More than 3,700,000 people live on the island that came under U.S. control in 1898 and an even larger number of Puerto Ricans (more than 4,600,000) reside in the 50 states and DC. As the second largest Hispanic group in the U.S., Puerto Ricans represent a significant electorate bloc.

And in the aftermath of the 2012 election, just as the party tries to recover from Mitt Romney’s abysmal performance among Latino voters, GOP opposition to admitting Puerto Rico into the union could help Democrats in promoting their Republicans-hate-Hispanics narrative even if GOP lawmakers suddenly declare their support for comprehensive immigration reform that until recently many of them decried as “amnesty” or if party activists draft Senator Marco Rubio to run for president in 2016.

For what it’s worth, the 2012 Republican Party platform did express support for the right of Puerto Rico to be admitted into the union and President Obama has yet to state his position on the issue. But according to a recent FOX News Latino report, most GOP House members are opposed to the idea, and with conservative House Democrats in decline, it is more than likely that Democratic members will back statehood if politicians in Puerto Rico decide to push the issue.

In any case, while Republican politicos will face an electoral dilemma — whether opposing statehood for Puerto Rico would antagonize Latino voters — conservative intellectuals will have to consider whether admitting a state whose official language is Spanish and one that would immediately become the poorest American state (with a median household income of about $18,000, half that of Mississippi, currently the poorest state) squares with the movement’s traditional principles that reject multiculturalism and bilingualism and discourage economic dependency on government largesse.

That stateside Puerto Ricans are a culturally segregated community that is largely poor (with the average income of its members lower than that of Cuban and Mexican Americans) raises the specter of an additional 4 million Puerto Ricans that will be in position to use their new political power to promote a distinct cultural identity and to squeeze more cash transfers from Washington.

At the very least, the dilemmas involving Puerto Rico’s prospects for statehood make it clear that the notion of winning the hearts and minds of Latino voters goes beyond making compromises on the issue of illegal immigration or picking Hispanics to run for political office.

Many Republicans like Rubio because, among other things, he comes from the Cuban-American community whose members are perceived to be more successful than Puerto Ricans and Mexicans in terms of assimilating culturally and economically (although in reality the average income of Cuban-Americans is much lower than that of whites and Asian-Americans).

But when (not “if”) the Castro family falls from power and Cuba goes as expected through a speedy process of economic liberalization, the 4 million Cuban Americans, including those who live in Miami and have helped transformed the city into a Latin American metropolis, would ensure that the neighboring free Cuba would become a social and economic extension of the United States and vice versa: Demographic pressure and economic ties would probably create an integrated Latino Miami-Havana Zone.

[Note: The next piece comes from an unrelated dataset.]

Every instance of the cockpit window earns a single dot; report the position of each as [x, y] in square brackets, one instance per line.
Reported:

Calls for admitting Cuba as the 52nd state would not be far behind.

And then there is the resurgent “nation” of El Norte, as author Colin Woodward describes as the area that spreads from the United States-Mexico border, and encompasses south and west Texas, southern California and the Imperial Valley, southern Arizona, most of New Mexico, and parts of California. Together with the northern states of Mexico the area is gradually becoming overwhelmingly Hispanic, a “hybrid between Anglo- and Spanish America, with an economy oriented toward the United States rather than Mexico City,” as Woodward puts it.

In American Nation: a History of the Eleven Rival Regional Cultures of North America, Woodward compares the border between the United States and Mexico to the Cold War’s Berlin Wall and speculates that at some point in the future the Mexican and American areas of El Norte will re-unify a la post-Cold War Germany.

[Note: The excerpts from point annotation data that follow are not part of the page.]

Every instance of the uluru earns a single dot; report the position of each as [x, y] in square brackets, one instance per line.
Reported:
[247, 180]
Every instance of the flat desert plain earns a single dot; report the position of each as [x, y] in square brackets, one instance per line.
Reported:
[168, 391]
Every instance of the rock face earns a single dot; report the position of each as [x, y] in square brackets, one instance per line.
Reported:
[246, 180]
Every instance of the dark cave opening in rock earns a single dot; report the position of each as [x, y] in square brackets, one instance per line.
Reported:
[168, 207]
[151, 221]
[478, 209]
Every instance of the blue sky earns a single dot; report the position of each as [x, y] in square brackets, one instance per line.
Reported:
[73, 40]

But you do not have to buy into Woodward’s vision of an independent El Norte to recognize that much of Samuel Huntington’s notions of “Who Are We?” with its emphasis on the Anglo-Protestant culture and the America Creed that emerged from it are becoming irrelevant against the backdrop of these dramatic demographic changes under which 13 million Mexicans, or 32 percent of the foreign-born U.S. population, are becoming a dominant political, economic, and cultural force in the western part of the country that borders Mexico.

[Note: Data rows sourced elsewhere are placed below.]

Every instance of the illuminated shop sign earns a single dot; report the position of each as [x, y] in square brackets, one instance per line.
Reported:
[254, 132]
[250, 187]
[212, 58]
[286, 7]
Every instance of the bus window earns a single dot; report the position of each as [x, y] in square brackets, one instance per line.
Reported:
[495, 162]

At a minimum, Puerto Rico and Mexican- and Cuban-Americans who regard Mexico and Cuba as sections of the geographical neighborhood where many members of their families continues to reside believe that their Latino heritage is an integral part of their “dominant culture.” They may eventually learn English but bilingualism and forms of “Spanglish” are going to become part of the dominant culture in El Norte, Florida, and Puerto Rico, and by extension the rest of America.

The point is that Republican “Hispanic strategy” will have to go beyond “tolerance” and immigration policy. Traditional conservatives need to reassess Huntington’s guidelines for “Who we Are?” and start a serious debate about what it means to be an American today and how to define the emerging collective identity that is losing its Anglo and Protestant characteristics. “I like to be in America.” But what kind of America?